Er is een vergelijkende studie gedaan naar de bruikbaarheid van neurofilament light (NfL) en total tau (T-tau) in plasma als cross-sectionele en longitudinale markers van cognitieve achteruitgang en als imaging-markers. NfL bleek vooral goed dienst te kunnen doen als voorspellende marker, terwijl T-tau cross-sectionele waarde aan NfL kan toevoegen.
NfL en T-tau zijn nadrukkelijk in beeld gekomen als biomarkers in plasma van neurodegeneratie. In een nieuw onderzoek dat is gepresenteerd tijdens het AAN-congres zijn de merites van beide tegen elkaar afgezet. Dit is gedaan in het licht van het opzetten van nieuwe trials en om het nut van NfL en T-tau te achterhalen bij de diagnose en prognose van cognitieve achteruitgang in de klinische praktijk.
Van 995 deelnemers aan de Mayo Clinic Study on Aging zonder tekenen van dementie werden gelijktijdig verkregen NfL en T-tau in plasma verzameld, naast gegevens over de cognitie en beeldvormende data (corticale dikte, volume van de hippocampus, integriteit en hyperintensiteit van de witte stof). Al deze gegevens werden in een periode gemiddeld ruim 6 jaar ongeveer om de 15 maanden opnieuw verzameld.
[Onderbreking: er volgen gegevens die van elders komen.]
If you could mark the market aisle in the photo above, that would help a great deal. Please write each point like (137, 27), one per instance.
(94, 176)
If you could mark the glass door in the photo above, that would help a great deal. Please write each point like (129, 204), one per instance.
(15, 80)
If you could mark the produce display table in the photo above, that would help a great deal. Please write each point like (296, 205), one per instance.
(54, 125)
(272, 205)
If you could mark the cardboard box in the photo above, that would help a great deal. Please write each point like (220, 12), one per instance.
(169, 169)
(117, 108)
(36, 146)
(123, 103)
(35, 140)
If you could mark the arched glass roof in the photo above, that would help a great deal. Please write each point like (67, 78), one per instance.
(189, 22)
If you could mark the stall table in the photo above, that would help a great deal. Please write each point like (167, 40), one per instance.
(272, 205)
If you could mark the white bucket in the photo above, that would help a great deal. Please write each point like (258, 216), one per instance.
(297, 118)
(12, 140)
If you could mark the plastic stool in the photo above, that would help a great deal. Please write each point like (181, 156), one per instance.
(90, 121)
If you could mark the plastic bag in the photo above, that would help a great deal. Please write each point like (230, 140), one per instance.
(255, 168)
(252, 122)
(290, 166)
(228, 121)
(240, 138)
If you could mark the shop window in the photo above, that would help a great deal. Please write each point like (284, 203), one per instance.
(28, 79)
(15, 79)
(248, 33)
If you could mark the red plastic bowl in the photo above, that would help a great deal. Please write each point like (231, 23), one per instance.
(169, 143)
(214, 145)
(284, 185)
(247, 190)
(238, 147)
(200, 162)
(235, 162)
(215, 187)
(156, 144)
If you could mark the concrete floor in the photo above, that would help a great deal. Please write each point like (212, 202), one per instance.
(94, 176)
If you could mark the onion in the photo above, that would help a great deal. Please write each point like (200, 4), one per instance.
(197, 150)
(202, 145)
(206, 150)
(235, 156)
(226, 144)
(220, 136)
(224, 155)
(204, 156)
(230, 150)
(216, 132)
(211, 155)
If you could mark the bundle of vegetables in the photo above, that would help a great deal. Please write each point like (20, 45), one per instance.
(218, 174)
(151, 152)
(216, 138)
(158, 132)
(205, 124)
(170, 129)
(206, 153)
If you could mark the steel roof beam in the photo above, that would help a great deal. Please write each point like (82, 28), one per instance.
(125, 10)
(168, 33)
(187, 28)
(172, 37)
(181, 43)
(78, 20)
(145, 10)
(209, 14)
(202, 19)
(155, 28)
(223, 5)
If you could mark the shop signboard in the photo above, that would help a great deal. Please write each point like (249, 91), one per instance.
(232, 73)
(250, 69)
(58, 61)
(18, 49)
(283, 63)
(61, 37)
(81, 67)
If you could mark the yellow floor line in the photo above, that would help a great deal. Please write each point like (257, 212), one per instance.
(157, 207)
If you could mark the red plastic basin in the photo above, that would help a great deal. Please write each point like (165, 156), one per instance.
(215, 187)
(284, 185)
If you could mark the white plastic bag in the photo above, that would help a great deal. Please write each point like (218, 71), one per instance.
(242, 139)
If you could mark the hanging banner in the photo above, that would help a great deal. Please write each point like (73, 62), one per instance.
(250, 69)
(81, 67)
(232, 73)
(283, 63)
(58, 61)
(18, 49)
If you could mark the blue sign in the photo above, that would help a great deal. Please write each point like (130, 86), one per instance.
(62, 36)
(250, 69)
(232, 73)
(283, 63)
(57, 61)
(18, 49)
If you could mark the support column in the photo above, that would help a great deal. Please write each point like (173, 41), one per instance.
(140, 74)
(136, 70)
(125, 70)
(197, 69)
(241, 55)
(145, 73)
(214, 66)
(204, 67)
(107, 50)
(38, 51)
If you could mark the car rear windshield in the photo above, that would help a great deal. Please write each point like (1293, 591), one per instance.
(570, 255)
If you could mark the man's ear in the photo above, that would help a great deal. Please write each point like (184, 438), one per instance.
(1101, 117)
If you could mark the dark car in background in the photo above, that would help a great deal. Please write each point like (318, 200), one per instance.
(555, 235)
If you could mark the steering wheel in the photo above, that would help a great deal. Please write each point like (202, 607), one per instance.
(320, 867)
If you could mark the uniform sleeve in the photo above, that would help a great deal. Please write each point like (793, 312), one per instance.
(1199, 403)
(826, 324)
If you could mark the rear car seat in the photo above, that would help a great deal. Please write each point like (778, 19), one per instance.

In alle analyses was NfL op baseline sterker geassocieerd met de bestudeerde markers van cognitie en markers van neuro-imaging dan T-tau. Daarentegen was niet alleen een verhoogde NfL-waarde, maar ook een verhoogde T-tau-waarde op baseline geassocieerd met een minder goede globale cognitie en met een slechter geheugen; ze waren bovendien allebei geassocieerd met een aantal markers van neuro-imaging, waaronder dikte van de temporale cortex en meer infarcten. Longitudinaal gezien had T-tau geen toegevoegde waarde ten opzichte van NfL.
Bij 387 deelnemers werden de analyses nogmaals uitgevoerd met behulp van het Alzheimer’s Disease Neuroimaging Initiative (ADNI). Dit cohort had geen dementie en werd gemiddeld 3 jaar gevolgd. Deze ADNI-analyses hadden vergelijkbare resultaten.